My later understanding of Coltrane’s development became my key to understanding this album. Coltrane began playing professionally in the early 1950’s and soon became one of the leading tenor saxophonists in hard-bop, the dominant jazz form of that period. But from 1960 to his death from liver cancer in 1967, Coltrane’s music plotted a course away from the formal constraints of hard-bop to a kind of music with almost no constraints at all, no time signature, no chord progression, a music that came to be called avant-garde, or free jazz. Hence Meditations.
Coltrane’s spiritual life shared a parallel development. He grew up in a Christian home. Both of his grandfathers were ministers. By the end of his life, he was a universalist saying he believed in all religions, but the foundation of his spiritual understanding was his music. He believed his playing was praying and wanted to use it to heal sickness or other problems.
Both Coltrane’s music and his spiritual beliefs were highly influential. His playing influenced countless saxophonists and, after his death, a man named Wayne King formed a church called Yardbird Temple, which, according to Samuel G. Freedman of the New York Times, worshiped Coltrane as an incarnation of God (with Charlie Parker being a kind of John the Baptist). Later it became a part of the African Orthodox Church, demoting Coltrane to the status of saint.
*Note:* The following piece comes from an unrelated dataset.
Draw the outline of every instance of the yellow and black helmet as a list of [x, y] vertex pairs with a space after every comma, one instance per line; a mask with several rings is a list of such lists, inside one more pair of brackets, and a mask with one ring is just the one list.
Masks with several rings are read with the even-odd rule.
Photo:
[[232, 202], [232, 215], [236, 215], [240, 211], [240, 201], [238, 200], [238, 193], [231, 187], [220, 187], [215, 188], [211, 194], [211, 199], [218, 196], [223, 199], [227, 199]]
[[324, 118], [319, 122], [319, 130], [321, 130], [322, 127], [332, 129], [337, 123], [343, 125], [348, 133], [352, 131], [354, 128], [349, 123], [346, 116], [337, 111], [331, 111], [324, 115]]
Coltrane’s story is an allegory of the American ideal of freedom. From “no taxation without representation” to westward expansion to “follow your bliss,” we are a nation devoted to throwing off constraints. One step at a time, our cultural heroes have led us further down “freedom’s” path. Though not all of these steps have been wrong, we have arrived at the place where the only constraints we have left are each other. Someone must be bound for another to be free. This is the crossroads where freedom becomes tyranny.
It should come as no surprise, then, that freedom in Christ is a difficult concept for us to understand. How can anyone be free by following someone else’s will? Our sin won’t let us choose this on our own, so Christ, of his own free will, chose to bind himself to the cross, so that we could be free. Freedom in Christ is the freedom to choose daily to follow him as he leads us to reflect more and more of his glory.
Small wonder then that his call to us is, “Take up your cross and follow me.” Jesus is still leading down the path of true freedom, and on this path freedom can only be sustained by sacrifice.